二つ目は、iPodとiTunes Storeの開発の裏に三洋電機が関わっていたというストーリー。iPodが発売される前の2000年に三洋電機はデジタル・ダウンロード・プレイヤーの開発をアップルに提案していた。また音楽流通に革命を起こしたアップルのiTunes Storeのサービス開始は2003年4月だったが、三洋電機は2000年4月に「music.sanyo.com」という音楽配信サイトをネット上に開設していた。このあたりは2006年5月15日発行の「日経ビジネス」の記事(94-96ページ)に詳しい。

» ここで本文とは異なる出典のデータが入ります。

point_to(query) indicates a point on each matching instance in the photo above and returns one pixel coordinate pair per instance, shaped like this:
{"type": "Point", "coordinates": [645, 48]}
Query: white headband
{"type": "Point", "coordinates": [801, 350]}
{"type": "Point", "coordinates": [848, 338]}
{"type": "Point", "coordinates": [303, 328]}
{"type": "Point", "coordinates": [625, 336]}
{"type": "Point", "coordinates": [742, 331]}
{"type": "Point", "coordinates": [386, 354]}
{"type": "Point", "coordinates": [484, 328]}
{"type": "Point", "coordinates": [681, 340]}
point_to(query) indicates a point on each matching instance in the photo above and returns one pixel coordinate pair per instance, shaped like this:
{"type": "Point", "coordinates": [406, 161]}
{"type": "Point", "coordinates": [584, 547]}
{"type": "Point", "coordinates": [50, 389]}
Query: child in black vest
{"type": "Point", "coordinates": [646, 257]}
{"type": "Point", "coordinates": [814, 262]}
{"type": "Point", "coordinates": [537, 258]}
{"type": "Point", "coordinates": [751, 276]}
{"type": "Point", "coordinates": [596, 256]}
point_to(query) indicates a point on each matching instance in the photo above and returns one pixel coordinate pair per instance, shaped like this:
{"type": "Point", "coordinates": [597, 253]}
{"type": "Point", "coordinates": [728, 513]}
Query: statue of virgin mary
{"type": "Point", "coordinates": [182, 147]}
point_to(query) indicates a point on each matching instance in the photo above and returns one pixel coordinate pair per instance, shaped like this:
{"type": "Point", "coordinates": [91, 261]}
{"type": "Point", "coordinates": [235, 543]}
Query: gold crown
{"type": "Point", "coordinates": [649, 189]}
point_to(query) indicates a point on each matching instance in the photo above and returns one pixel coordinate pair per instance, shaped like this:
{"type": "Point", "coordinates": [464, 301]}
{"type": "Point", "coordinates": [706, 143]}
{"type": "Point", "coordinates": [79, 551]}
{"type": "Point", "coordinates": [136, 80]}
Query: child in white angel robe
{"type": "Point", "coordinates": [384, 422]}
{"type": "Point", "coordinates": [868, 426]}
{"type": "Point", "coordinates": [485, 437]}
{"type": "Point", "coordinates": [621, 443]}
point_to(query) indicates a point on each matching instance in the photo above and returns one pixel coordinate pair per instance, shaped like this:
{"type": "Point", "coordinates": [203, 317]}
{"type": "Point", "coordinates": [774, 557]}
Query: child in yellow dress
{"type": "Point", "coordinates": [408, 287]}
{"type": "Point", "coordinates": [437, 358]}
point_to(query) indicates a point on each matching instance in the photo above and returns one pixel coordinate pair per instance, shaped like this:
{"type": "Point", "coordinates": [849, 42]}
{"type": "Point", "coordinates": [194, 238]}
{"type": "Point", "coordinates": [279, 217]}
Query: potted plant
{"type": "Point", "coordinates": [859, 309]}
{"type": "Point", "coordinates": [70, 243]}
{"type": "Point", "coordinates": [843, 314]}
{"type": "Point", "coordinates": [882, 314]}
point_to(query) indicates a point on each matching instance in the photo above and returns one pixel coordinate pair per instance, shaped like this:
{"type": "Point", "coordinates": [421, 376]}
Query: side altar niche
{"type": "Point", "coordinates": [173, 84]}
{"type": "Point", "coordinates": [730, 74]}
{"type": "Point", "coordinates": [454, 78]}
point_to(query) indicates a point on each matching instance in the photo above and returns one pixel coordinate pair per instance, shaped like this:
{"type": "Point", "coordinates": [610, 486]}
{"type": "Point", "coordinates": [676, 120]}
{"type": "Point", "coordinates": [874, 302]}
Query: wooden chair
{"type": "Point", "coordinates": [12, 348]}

世界の金融市場はかつて誰も経験したことのない混乱局面にある。史上初めて格下げされた米国の10年もの国債利回りが1950年4月以来という60年ぶりの2%割れ水準まで低下したことが象徴的だ。日本が90年代から20年近く経験してきた超低金利下の成長率低下ということが欧米でも続くのではないかという懸念が高まっている。アナリストとしては「不易流行」の志で、次の時代を切り拓く経営者、企業の発掘に努めたい。

吉田憲一郎 プロフィール

1985年一橋大学商学部卒業後、日興證券入社。96年ソロモン・ブラザーズ証券転職後、同社が古巣と合弁で設立した日興シティグループ証券へ。2006年ゴールドマン・サックス証券入社を経て2010年日興コーディアル証券(現SMBC日興証券)へ復帰し、3度目の日興入社を果たす。2010年8月〜2012年8月まで株式調査部長。
日経アナリストランキングは商社部門で1999年〜2007年と9年連続1位、同放送レジャー部門で2003年〜2007年と5年連続トップ。